The palette will be yellow ocher, burnt sienna, sepia brown, ultramarine blue and fern green. My gestural study, using the selected palette, was next. I don’t have a photograph of this step. What I learned from that step was that the stone cliff is composed entirely of warm hues. So I chose to paint the tree in cool hues. As I worked through my studies, it became clear that this subject is all about the focal point. Having realized this, I knew it would be my task to eliminate any parts of the background that distracted.

After sketching in the outline of the tree branches, I applied an overall wash, and then laid down some burnt sienna on the cliff face.

The cottonwood looks ghostly. Focal point is where the branches intersect.

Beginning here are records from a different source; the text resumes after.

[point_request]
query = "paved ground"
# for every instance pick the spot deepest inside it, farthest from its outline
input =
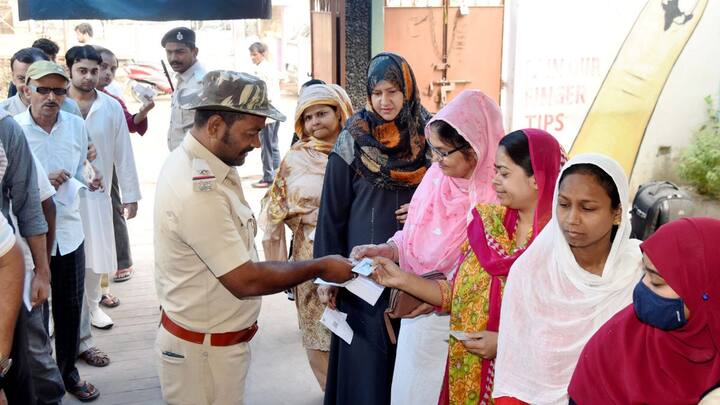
(279, 373)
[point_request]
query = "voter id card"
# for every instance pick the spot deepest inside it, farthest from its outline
(364, 267)
(460, 335)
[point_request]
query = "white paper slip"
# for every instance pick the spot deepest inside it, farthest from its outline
(146, 92)
(364, 267)
(320, 281)
(68, 191)
(336, 321)
(460, 335)
(27, 289)
(366, 289)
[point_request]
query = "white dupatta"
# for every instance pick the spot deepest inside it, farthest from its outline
(551, 306)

A landscape watercolor can take several steps to paint. I ended up painting four different layers, each of which needed drying time before I could proceed. Here is the painting after the second and third layers were complete.

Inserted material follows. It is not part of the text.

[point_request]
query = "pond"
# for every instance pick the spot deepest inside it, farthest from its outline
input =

I let it dry overnight. The next day I worked in the final details, adding another layer of darker leaves, some shading and shadows on the tree trunk, and some fine lines in burnt sienna on the cliff face. I tried to emphasize the detail lines that directed the eye to the focal point. After these parts dried, I glazed the whole background with a thin layer of yellow ocher and finally worked some textural lines onto the trunk.

Finished Painting. Cottonwood on the Escalante River

The finished painting is definitely better than I had expected it to be. The only fly in my ointment is that I didn’t use artists’ quality paper. So there is some buckling to deal with. Does anyone have recommendations on how to flatten the paper out?

Posted in painting

Fun with Paint

Over the week-end, I played with paint – both fabric and watercolor types. It was a relaxing way to spend the days. Let me tell you about the fabric experiments.

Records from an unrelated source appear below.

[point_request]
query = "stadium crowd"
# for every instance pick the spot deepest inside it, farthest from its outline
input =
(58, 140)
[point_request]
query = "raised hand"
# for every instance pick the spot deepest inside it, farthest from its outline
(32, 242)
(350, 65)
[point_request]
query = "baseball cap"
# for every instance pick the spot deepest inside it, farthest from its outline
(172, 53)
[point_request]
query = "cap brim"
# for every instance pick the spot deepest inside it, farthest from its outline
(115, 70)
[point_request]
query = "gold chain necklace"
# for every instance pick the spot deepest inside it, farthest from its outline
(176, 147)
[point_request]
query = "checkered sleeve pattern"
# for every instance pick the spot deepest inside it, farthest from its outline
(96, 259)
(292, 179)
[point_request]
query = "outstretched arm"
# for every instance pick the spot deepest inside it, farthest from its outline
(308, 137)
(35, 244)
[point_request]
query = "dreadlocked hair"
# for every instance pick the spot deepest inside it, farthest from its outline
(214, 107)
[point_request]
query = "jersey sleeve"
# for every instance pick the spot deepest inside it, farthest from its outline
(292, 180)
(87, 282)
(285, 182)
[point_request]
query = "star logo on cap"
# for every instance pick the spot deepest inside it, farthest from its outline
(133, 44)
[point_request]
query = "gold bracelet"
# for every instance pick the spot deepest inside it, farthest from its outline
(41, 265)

I have an idea to create a small quilt with an underwater theme. There will be schools of little fish moving about in multiple directions. I already have some lovely orange striped and some batik fabrics for the fishes bodies. What I need is an interesting blue background that looks like ocean. So I got out the Jacquard Dye-Na-Flow paint.

I started with plain white fabric and painted a series of bands in shades of blue and blue-green. Not content to stop there, I grabbed the rock salt and applied it liberally.

This was a little bit of overkill. It’s very pretty, but now the fabric looks like blue seltzer water. Since this look is too busy for my original purpose, I will set it aside for another use. Next I overpainted a couple of printed fabrics that had white backgrounds. The first piece was pretty straightforward – a marble veining on white.

This could be a background

And finally I selected a print that had a white background. It looked like this:

After painting with azure blue it now it looks like this!:

I love it. Notice how the chartreuse green blobs jump into prominence. They resemble tiny fish. And the dark pink blobs remind me of coral clumps. All the paler colors have faded into the background. This is something I’m excited to work with.